11/08/05 U.S. Wheat wants sanctions on AWB

11/08/05 U.S. Wheat wants sanctions on AWB

Farm and Ranch November 8, 2005 A United Nation's report made by a committee led by former Federal Reserve Board Chairman Paul Volker concluded that the Australian Wheat Board made 14 percent of the illicit payments that were made to Saddam Hussein's regime under the Oil for Food Program. That finding has prompted U.S. Wheat Associates to call for sanctions against the AWB while Australia conducts its own investigation. Vince Peterson is U.S. Wheat's vice president of Overseas Operations. Peterson: "The Wheat Board has the ability to participate in our U.S. grain exchanges and futures markets even though our grain trade has no possibility of participating in their cash markets. So we think that is something that should be looked at in the interim." 11 U.S. Wheat also says the AWB should be barred from access to U.S. government credit programs they have used. And Peterson says an apology would be welcome too. Peterson: "We were highly disappointed in the reaction we had when we raised this issue two and three years ago and the initial criticism we got publicly was that we were completely misleading. So we do feel somewhat vindicated. At least the report has substantiated what we thought to be taking place two and three years ago.

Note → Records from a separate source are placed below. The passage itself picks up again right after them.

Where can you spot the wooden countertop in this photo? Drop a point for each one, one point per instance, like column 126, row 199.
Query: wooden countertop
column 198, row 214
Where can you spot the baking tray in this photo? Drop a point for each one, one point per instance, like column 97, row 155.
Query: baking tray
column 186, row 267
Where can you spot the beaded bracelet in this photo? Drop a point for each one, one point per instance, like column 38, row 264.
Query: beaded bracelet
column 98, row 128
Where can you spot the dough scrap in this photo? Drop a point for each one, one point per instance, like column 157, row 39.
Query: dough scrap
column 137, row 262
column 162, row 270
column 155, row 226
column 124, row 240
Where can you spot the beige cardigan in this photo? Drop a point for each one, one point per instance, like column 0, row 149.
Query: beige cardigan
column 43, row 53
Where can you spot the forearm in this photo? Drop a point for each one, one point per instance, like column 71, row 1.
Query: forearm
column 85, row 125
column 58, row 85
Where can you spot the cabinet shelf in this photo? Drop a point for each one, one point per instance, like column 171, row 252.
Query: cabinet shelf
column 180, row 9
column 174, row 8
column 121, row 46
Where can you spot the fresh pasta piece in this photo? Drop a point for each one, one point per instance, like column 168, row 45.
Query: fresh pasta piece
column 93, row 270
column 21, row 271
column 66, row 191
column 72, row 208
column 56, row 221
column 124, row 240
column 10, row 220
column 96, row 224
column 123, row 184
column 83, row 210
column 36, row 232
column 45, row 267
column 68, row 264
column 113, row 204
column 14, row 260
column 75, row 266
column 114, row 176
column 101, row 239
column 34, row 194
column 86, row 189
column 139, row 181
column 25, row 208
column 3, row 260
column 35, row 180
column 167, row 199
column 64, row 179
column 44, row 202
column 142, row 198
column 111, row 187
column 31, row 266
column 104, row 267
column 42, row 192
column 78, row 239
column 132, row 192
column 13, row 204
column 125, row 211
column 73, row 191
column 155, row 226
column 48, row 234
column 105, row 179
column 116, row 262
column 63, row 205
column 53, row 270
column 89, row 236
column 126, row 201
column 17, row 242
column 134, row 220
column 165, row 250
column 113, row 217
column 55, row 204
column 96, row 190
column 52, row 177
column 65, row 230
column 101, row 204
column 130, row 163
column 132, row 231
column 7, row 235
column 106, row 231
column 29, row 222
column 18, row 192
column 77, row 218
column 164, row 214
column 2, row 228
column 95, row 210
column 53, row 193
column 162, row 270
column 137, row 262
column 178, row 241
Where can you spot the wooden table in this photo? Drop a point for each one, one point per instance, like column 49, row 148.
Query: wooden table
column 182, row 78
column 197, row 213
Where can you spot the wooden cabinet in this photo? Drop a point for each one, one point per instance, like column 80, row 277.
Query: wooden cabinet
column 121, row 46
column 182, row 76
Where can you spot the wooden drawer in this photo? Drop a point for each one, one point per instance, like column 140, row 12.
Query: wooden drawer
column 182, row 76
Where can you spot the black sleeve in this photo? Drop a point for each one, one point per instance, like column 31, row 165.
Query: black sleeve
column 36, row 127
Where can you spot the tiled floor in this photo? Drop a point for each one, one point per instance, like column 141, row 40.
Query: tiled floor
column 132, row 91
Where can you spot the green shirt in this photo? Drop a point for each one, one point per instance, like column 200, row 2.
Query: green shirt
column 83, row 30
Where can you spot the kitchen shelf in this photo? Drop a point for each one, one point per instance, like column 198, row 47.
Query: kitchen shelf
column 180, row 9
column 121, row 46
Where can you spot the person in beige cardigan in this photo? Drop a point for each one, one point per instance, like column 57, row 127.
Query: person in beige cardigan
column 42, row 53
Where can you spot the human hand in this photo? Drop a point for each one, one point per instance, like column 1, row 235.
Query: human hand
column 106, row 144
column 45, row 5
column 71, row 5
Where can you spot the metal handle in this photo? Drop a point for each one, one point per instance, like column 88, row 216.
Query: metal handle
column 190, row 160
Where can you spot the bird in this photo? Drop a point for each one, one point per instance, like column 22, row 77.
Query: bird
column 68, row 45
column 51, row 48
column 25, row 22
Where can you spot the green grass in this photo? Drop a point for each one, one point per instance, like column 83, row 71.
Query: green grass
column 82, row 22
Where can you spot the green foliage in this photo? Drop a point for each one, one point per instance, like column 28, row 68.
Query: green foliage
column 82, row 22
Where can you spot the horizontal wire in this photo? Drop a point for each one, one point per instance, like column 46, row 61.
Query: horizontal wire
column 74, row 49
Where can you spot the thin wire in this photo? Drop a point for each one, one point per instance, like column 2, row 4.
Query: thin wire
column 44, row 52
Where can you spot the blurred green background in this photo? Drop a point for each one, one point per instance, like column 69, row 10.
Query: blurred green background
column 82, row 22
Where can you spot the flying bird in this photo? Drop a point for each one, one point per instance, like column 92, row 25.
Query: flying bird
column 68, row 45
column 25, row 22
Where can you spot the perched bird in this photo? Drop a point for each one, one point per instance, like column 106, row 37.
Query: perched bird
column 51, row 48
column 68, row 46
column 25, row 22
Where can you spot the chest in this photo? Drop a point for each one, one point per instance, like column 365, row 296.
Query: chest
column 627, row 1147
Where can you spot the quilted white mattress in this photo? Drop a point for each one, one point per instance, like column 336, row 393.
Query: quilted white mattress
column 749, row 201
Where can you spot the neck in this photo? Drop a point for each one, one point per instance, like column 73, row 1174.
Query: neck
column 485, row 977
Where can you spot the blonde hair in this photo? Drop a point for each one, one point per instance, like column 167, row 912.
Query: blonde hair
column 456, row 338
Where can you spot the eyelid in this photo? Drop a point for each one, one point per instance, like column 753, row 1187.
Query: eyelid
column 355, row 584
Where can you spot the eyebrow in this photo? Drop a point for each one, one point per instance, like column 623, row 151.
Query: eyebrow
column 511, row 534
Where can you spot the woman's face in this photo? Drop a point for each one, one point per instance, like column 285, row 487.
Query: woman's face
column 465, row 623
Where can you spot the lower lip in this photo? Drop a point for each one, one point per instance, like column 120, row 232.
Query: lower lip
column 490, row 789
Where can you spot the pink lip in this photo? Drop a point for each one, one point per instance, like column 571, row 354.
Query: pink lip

And frankly we would welcome an apology on that level, that we were at least in line and not wildly speculating." Meanwhile, with the end of the Oil for Food program and the new Iraqi government's reform of grain purchasing, the U.S. has so far this marketing year, sold over one-million tons of U.S. Wheat to Iraq making the nation the U.S.'s number four wheat customer. I'm Bob Hoff and that's the Northwest Farm and Ranch Report on the Northwest Ag Information Network.